At #1 is the Hill Museum & Manuscript Library, which digitizes and microfilms thousands of manuscripts in monastic, ecclesiastical, and national libraries throughout the world, and makes the images available to the public for examination and appreciation. The organization's website is useful for accessing its digital content, and includes an illustrated glossary and paleography lessons.
HMML's primary location is at Saint John's University in Collegeville, Minnesota, but there are collection and field sites all over the world, including in Hamburg, Jerusalem, Kathmandu, Gaza, and Harar. One of the collections at Saint John's is The Malta Study Center, which has manuscripts, art, printed works, and other archival material from the Cathedral Museum in Mdina, the Knights of Rhodes, and ecclesiastical records of the dioceses of Malta and Gozo.
Next on the list is #2, the Valdez Museum & Historical Archive. This institution stores and exhibits relics, art, and artifacts from people who have lived in or near Valdez, Alaska. The establishment offers public programming, including craft workshops and educational presentations, such as Raptora Borealis: Alaska's Birds of Prey, which displayed woodcut prints of avians from America's northern latitudes.
The Archive is a collection of materials that reflects over a century of Valdez's past. Letters, photographs, slides, negatives, sales receipts, financial records, scrapbooks, promotional materials, and newsletters represent the community's social and economic development from 1898 to the present. Everyday objects such as phone books and fire extinguishers serve as windows into what life was like a hundred years ago.
#3 in our overview is the Truman Library Institute in Kansas City, Missouri, a nonprofit that seeks to enrich public understanding of the presidency and America’s unique form of government. This mission is achieved through museum exhibits, research grants, public programming, and education initiatives that serve thousands of students and teachers annually.
The Institute was founded by Harry Truman himself in order to ensure that his presidential library could function as a classroom for civic education, where young people, especially, might better understand the principles governing American democracy, while finding inspiration to choose lives of service and purpose. There is also a museum store that sells apparel, glassware, books, and games.

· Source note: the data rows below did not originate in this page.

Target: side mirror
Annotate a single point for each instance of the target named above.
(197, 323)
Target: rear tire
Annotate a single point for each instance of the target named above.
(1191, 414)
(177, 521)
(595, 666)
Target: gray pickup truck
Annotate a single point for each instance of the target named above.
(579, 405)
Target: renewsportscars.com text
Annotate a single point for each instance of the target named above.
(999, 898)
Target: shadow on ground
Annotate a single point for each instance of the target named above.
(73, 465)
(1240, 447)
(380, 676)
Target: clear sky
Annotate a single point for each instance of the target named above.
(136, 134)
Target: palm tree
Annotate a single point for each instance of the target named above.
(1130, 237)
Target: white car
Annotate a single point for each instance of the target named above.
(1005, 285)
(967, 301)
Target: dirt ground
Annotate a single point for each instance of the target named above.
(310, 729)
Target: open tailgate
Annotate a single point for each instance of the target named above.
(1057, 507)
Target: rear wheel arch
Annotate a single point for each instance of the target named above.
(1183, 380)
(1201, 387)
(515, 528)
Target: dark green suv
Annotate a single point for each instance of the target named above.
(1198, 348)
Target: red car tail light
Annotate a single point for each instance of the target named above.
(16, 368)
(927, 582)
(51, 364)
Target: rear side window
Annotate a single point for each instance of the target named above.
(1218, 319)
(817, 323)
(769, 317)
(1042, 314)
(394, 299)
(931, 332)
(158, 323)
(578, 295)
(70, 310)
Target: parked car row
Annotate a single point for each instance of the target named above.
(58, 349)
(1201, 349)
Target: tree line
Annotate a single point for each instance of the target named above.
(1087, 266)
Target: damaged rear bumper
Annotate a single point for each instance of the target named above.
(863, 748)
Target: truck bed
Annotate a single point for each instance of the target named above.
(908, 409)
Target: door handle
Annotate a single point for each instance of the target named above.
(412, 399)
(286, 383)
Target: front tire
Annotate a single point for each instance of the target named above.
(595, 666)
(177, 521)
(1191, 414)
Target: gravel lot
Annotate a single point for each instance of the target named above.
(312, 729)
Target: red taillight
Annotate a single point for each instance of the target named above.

At #4 is the Lloyd Library and Museum, which advocates for education in plant-based science, medicine, and conservation, and provides resources to engage visitors and researchers from the community and around the globe. The Library holds, acquires, preserves, and provides access to books and journals, as well as archival materials.

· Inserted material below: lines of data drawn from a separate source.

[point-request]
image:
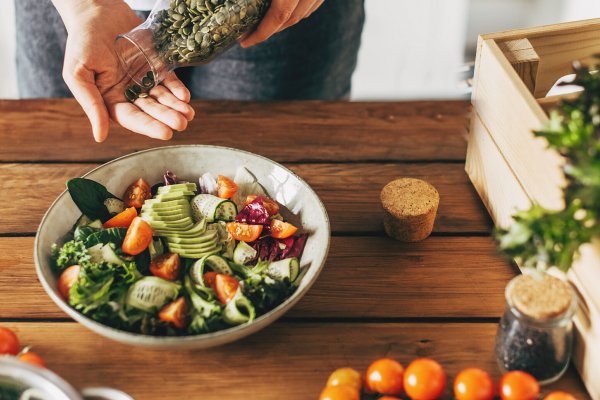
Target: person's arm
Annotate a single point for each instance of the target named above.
(92, 72)
(281, 15)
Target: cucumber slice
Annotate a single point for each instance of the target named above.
(151, 293)
(286, 269)
(212, 208)
(243, 253)
(238, 311)
(219, 265)
(114, 206)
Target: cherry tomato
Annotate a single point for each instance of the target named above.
(473, 384)
(33, 358)
(226, 188)
(270, 205)
(67, 280)
(166, 266)
(385, 376)
(424, 379)
(244, 232)
(138, 237)
(345, 376)
(558, 395)
(282, 230)
(122, 219)
(226, 287)
(136, 193)
(342, 392)
(209, 279)
(175, 313)
(519, 385)
(9, 342)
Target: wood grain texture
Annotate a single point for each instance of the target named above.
(286, 360)
(365, 277)
(350, 193)
(33, 130)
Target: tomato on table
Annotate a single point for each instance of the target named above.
(558, 395)
(424, 379)
(122, 219)
(226, 287)
(67, 279)
(209, 279)
(138, 237)
(9, 342)
(342, 392)
(137, 193)
(345, 376)
(226, 188)
(244, 232)
(282, 230)
(518, 385)
(33, 358)
(166, 266)
(385, 376)
(270, 205)
(175, 313)
(473, 384)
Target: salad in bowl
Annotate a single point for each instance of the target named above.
(189, 257)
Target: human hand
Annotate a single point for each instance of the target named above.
(281, 15)
(93, 74)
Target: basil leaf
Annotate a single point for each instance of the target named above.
(104, 236)
(89, 196)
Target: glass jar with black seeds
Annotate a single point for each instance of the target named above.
(180, 33)
(535, 333)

The Lloyd Library and Museum grew out of a collection of research materials established by three brothers, who manufactured botanical drugs in Cincinnati beginning in the late 19th century. Research on plants, mycology, and chemistry acquired out of professional interest grew incrementally into the not-for-profit institution that today offers fellowships, acts as a curriculum resource, and provides opportunities for students to receive mentoring.

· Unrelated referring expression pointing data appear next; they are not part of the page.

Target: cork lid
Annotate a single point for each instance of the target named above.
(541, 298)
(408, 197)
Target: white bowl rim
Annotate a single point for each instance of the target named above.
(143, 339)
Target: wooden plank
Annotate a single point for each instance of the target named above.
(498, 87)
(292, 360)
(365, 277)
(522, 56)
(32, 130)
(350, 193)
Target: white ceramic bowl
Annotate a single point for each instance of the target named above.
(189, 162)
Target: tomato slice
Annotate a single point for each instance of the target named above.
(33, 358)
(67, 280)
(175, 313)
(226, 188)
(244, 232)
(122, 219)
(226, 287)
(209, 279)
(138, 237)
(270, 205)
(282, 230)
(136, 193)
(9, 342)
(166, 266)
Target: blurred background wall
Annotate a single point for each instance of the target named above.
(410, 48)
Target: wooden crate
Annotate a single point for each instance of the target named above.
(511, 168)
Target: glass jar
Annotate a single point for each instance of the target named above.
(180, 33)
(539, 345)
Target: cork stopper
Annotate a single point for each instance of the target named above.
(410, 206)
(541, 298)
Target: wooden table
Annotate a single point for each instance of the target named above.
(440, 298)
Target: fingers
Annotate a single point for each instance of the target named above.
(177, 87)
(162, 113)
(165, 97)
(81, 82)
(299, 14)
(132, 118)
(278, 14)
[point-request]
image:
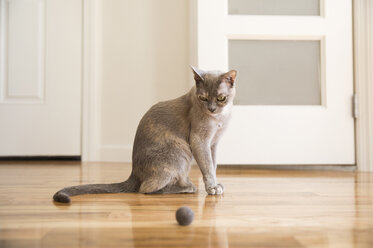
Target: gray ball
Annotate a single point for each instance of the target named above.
(184, 216)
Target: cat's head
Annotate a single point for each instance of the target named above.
(214, 90)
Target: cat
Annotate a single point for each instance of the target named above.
(170, 135)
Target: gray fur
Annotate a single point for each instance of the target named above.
(170, 135)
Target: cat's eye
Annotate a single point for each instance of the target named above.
(221, 98)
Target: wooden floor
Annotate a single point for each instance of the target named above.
(260, 208)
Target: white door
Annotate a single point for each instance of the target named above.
(40, 77)
(294, 81)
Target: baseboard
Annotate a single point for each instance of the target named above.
(115, 153)
(305, 167)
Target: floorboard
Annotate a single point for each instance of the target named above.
(260, 208)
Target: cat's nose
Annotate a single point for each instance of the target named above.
(212, 110)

Finally, our #5 is the State Historical Society of Missouri. It holds a large collection of westward-expansion art, including Thomas Hart Benton's paintings, Fred Geary's regionalist woodcuts, and one of the largest collections of work by George Caleb Bingham. SHSMO artworks are often loaned to other institutions to help share the story of the state and its role in opening the West. Also found in the archive are the personal papers and journals of notable frontier figures, such as military officer Thomas Adams Smith.
In addition, the collection includes maps dating back to the early 1700s, many of which deal with the settlement and development of the area, obtained by the United States via the Louisiana Purchase. There are maps of divisions of land, of the Missouri and Mississippi rivers, and of trails and highways, plus aerial photography that surveys the state in detail.